CN109844871B

CN109844871B - Resistor paste, resistor, electronic component, and method for producing lead-free resistor

Info

Publication number: CN109844871B
Application number: CN201780064365.2A
Authority: CN
Inventors: 幕田富士雄
Original assignee: Sumitomo Metal Mining Co Ltd
Current assignee: Sumitomo Metal Mining Co Ltd
Priority date: 2016-10-20
Filing date: 2017-10-19
Publication date: 2021-06-01
Anticipated expiration: 2037-10-19
Also published as: WO2018074562A1; KR102384488B1; JP2018067478A; CN109844871A; JP6708093B2; KR20190072540A; TWI746670B; TW201823380A

Abstract

The invention provides a lead-free thick film resistor with high resistance value and good electrical characteristics with small current noise, a lead-free resistor paste as a material thereof, an electronic component and a method for manufacturing the lead-free resistor. An electrical resistance paste comprising: conductive particles containing ruthenium dioxide, a lead-free glass frit, an organic vehicle, and an additive, wherein the additive contains 5 to 12 mass% of a specific surface area of 60m²More than 125 m/g²Amorphous silicon dioxide of not more than g.

Description

Resistor paste, resistor, electronic component, and method for producing lead-free resistor

Technical Field

The present invention relates to a resistor paste used as a material for a resistor such as a thick film chip resistor or a hybrid Integrated Circuit (IC), particularly a lead-free resistor paste, and a resistor manufactured by firing the resistor paste.

Background

Conventionally, as a method for forming a resistor film of an electronic component, there are generally known: a thick film system using a resistance paste containing a film forming material and a thin film system formed by sputtering or the like a film forming material. Among these, the thick film method is a method of forming a resistor by printing a resistor paste on a ceramic substrate and then firing the printed paste, and is widely used for manufacturing a resistor included in an electronic component such as a chip resistor or a hybrid IC because the equipment required for film formation is inexpensive and the productivity is high.

The resistor paste used in the thick film method includes: conductive particles, glass frit, and an organic vehicle for forming these into a paste suitable for printing.

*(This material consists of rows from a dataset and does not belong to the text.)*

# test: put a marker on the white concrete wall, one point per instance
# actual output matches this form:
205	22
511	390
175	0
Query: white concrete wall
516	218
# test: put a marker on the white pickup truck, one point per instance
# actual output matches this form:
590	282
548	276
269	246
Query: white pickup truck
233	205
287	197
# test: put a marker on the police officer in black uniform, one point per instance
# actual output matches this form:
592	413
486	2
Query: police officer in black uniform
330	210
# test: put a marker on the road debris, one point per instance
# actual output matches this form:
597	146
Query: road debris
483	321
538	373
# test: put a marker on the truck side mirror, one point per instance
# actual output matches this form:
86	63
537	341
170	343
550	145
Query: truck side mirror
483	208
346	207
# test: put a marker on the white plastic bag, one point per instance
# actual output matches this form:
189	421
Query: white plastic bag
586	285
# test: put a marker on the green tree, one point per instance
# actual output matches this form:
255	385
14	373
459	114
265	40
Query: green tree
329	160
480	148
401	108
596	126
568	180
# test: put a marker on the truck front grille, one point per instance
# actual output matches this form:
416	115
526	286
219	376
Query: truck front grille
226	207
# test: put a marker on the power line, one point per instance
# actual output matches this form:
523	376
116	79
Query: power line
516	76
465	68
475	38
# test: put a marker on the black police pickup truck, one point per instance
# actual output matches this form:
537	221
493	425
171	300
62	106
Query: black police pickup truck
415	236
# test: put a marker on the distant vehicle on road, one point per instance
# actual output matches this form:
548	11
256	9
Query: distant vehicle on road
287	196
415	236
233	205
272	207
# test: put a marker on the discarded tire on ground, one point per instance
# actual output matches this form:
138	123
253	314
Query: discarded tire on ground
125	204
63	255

As a conductivityParticles, typically ruthenium dioxide (RuO)₂) Or pyrochlore type ruthenium oxide (Pb)₂Ru₂O_7-X、Bi₂Ru₂O₇). The reason why the Ru-based oxide is used as the conductive particles is mainly as follows: the resistance value changes gently with respect to the concentration of the conductive particles.

In addition, as the glass frit, lead borosilicate glass (PbO-SiO) was used₂-B₂O₃) Or aluminoborosilicate lead glass (PbO-SiO)₂-B₂O₃-Al₂O₃) And lead borosilicate glass containing a large amount of lead. The reason why the lead borosilicate based glass is used as such a frit is that: has good wettability with Ru-based oxide, a thermal expansion coefficient close to that of the substrate, and a suitable viscosity during firing.

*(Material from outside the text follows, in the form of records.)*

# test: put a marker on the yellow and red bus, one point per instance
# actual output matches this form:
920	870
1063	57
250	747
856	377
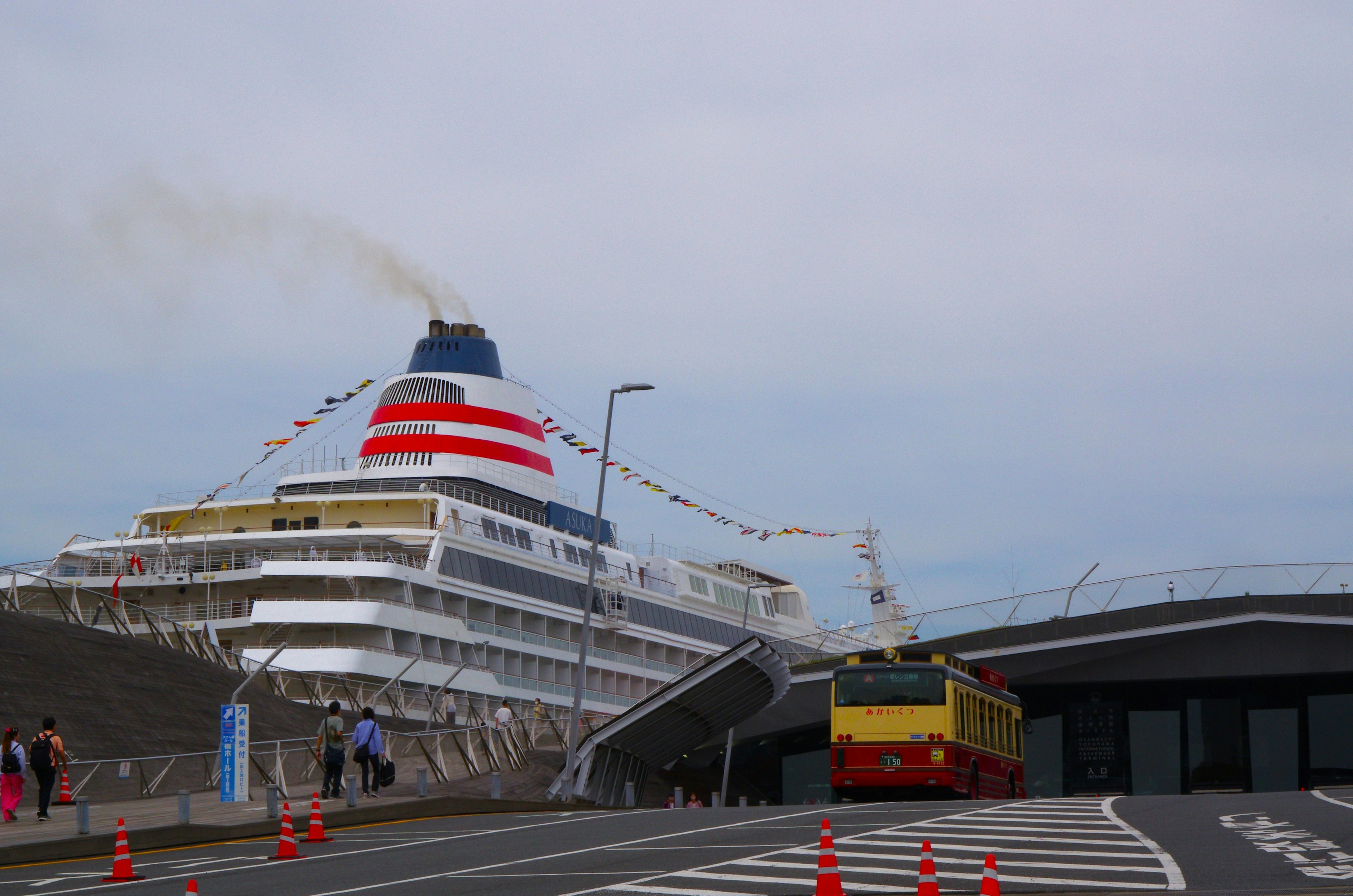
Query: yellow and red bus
904	721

In the above-mentioned resistor paste, various additives have been contained in order to improve the characteristics of the resistor after film formation. For example, patent document 1 discloses ruthenium oxide powder, PbO-containing glass, and niobium oxide (Nb)₂O₅) And mixing the paste with an inert carrier to prepare a resistive paste for a thick film resistor having excellent electrical characteristics.

Documents of the prior art

Patent document

Patent document 1: japanese patent publication No. 63-035081

Disclosure of Invention

Problems to be solved by the invention

However, when Nb is used₂O₅In the case of the additive, the characteristic can be improved by a small amount of the additive, but since the resistance value also changes significantly, there is a problem that the adjustment of the resistance value is difficult. In recent years, lead-free electronic components have been developed in consideration of environmental protection, and lead-free resistor pastes are also required. Further, electronic components and the like produced using the above-mentioned resistance paste as a material tend to be more and more compact and have higher performance, and accordingly, there is a demand for a resistance paste capable of producing a resistor having a high resistance value and a low current noise.

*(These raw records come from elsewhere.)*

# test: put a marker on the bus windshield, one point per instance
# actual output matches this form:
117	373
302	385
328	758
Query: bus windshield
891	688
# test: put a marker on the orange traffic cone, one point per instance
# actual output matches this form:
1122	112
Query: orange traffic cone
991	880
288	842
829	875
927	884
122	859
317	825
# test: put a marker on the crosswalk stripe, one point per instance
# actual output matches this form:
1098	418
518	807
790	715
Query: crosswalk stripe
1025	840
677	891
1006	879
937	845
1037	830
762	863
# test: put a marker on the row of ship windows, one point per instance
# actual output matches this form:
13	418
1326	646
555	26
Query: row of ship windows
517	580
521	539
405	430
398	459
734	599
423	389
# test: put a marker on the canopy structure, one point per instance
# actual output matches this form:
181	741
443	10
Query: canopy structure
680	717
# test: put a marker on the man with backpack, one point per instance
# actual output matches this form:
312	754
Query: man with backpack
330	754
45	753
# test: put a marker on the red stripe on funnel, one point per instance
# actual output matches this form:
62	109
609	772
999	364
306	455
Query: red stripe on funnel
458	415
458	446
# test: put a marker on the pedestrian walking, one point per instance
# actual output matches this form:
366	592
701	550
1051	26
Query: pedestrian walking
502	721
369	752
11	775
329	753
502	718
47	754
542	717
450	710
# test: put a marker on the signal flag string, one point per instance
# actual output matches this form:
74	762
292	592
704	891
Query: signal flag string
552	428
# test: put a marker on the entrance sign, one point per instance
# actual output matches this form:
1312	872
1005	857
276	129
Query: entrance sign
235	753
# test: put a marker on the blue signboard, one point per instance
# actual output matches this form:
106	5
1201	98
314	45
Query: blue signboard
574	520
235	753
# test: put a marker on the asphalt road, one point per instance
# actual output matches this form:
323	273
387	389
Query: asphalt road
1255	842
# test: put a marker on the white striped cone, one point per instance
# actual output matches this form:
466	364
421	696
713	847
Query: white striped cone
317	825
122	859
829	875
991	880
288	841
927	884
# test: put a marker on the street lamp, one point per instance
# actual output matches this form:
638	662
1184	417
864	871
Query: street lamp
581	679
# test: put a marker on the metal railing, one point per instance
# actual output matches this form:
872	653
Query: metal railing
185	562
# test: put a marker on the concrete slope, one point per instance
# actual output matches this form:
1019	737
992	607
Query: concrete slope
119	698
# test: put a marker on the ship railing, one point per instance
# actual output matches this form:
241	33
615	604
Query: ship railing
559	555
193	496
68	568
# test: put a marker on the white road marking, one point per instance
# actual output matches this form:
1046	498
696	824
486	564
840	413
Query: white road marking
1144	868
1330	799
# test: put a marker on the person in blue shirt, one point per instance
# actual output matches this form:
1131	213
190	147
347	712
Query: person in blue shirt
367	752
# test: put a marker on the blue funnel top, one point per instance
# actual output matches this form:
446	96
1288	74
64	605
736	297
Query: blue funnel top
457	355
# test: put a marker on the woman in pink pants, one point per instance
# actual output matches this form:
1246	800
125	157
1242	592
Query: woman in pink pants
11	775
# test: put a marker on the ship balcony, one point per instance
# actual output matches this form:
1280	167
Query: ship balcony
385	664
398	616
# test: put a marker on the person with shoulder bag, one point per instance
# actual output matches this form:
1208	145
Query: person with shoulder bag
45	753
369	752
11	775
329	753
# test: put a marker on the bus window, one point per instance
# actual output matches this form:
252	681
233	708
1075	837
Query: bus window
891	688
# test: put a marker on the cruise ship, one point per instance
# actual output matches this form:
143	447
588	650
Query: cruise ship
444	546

The present invention has been made in view of the above circumstances, and an object thereof is to provide a lead-free resistor paste which can form a lead-free thick film resistor having a high resistance value and excellent electrical characteristics in which current noise can be suppressed.

Means for solving the problems

The present inventors have made extensive studies on a lead-free resistor paste that can achieve the above object, and as a result, have found that a resistor having excellent electrical characteristics can be produced by adding a specific additive to the resistor paste even when a lead-free oxide containing ruthenium is used as the conductive particles and a lead-free glass frit is used, and have completed the present invention.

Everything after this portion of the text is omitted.